The attack on Pearl Harbor inflamed anti-Japanese feelings and triggered fear of Japanese Americans. Local citizens (some of them also harboring economic resentments against the Japanese) and politicians pressed for action, and the military agreed. Speaking for such groups, the army general in charge of the Western Defense Command said of the Japanese Americans: “A Jap’s a Jap. . . . It makes no difference whether he is an American citizen or not. . . . Racial affinities are not severed by migration. The Japanese race is an enemy race.”
Pressed by local and military officials, President Roosevelt agreed to Executive Order 9066 over the objections of Justice Department officials. Secretary of War Henry L. Stimson implemented the order only on the West Coast and only against Japanese Americans. Some 15,000 Japanese Americans moved of their own accord before such voluntary relocation was stopped, and more than 110,000 were relocated by the government and incarcerated in internment camps run by the War Relocation Authority. Stimson understood that the policy made a “tremendous hole in our constitutional system.” Nonetheless, the Supreme Court upheld the policy in Korematsu v. United States (1944).

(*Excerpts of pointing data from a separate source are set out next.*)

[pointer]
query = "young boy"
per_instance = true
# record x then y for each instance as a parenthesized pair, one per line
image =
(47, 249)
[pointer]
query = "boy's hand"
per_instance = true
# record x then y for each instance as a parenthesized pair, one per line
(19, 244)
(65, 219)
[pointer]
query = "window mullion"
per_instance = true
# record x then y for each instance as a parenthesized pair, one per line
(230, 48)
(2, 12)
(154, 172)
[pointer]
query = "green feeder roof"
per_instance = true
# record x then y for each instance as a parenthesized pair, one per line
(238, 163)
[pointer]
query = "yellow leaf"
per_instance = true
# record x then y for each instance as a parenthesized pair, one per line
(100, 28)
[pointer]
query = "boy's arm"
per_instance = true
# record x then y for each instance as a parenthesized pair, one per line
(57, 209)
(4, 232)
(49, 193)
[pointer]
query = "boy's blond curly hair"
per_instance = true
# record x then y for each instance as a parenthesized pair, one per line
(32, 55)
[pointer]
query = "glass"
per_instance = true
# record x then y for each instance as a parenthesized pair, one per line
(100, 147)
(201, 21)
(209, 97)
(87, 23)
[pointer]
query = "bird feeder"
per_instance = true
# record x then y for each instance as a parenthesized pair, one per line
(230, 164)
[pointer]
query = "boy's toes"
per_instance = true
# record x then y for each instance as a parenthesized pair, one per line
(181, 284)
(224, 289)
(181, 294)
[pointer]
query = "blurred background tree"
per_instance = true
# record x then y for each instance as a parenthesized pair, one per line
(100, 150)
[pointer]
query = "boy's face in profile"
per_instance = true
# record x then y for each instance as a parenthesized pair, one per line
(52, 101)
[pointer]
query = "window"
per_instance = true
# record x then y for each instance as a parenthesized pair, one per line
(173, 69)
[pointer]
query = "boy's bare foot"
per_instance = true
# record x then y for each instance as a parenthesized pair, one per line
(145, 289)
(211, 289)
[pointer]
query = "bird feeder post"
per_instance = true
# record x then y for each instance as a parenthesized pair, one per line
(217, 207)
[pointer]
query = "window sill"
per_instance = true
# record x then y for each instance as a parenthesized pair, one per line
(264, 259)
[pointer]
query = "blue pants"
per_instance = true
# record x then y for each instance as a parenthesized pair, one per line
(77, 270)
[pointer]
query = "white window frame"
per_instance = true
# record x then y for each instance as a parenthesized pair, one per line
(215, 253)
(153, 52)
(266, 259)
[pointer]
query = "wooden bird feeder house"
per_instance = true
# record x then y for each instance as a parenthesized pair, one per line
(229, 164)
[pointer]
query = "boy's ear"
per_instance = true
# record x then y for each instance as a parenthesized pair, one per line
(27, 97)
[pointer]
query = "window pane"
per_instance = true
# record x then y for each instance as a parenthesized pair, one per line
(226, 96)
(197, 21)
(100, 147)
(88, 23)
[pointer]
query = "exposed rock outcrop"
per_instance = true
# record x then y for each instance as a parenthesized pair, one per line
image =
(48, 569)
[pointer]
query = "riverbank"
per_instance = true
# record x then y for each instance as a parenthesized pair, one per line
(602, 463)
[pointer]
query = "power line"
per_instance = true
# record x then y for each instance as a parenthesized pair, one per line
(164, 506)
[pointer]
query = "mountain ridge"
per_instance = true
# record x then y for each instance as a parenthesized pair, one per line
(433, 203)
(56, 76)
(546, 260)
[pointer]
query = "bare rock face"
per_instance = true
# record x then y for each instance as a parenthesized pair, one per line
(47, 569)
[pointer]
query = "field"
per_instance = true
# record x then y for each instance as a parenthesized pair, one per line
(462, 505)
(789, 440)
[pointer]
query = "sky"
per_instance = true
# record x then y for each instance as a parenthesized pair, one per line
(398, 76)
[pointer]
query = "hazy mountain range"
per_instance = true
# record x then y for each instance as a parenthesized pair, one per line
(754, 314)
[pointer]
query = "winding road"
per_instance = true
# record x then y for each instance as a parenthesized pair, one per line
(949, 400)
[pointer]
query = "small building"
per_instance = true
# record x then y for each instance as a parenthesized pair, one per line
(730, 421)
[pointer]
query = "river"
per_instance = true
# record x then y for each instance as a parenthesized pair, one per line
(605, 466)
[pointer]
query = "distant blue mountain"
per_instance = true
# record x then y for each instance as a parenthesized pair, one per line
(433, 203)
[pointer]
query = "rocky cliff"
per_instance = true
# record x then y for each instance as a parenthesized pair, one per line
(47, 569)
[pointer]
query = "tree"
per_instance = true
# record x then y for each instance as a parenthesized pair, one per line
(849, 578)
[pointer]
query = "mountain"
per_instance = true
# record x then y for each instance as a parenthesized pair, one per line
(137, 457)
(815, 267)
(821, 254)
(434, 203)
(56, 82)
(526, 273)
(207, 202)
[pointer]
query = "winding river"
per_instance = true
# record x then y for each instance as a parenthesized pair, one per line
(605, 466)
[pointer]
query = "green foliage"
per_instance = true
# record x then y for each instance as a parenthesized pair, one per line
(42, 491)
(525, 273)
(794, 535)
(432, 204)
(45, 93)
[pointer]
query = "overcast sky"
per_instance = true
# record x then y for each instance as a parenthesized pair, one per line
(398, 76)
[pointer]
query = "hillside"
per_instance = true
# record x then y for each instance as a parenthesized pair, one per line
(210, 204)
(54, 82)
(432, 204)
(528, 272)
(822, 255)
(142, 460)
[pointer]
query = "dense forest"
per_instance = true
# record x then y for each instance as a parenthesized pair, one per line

Some compensatory and corrective action was taken after the war. In 1948, Congress approved some reparations to internees—$37 million for the relocation and the loss of an estimated $400 million in property. In 1988, Congress acknowledged the “fundamental injustice” of the policy and awarded $20,000 to each living survivor of the relocation.
Further reading: Roger Daniels, The Decision to Relocate the Japanese Americans (Philadelphia: Lippincott, 1975); Peter Irons, Justice at War: The Story of the Japanese Internment Cases (New York: Oxford University Press, 1983).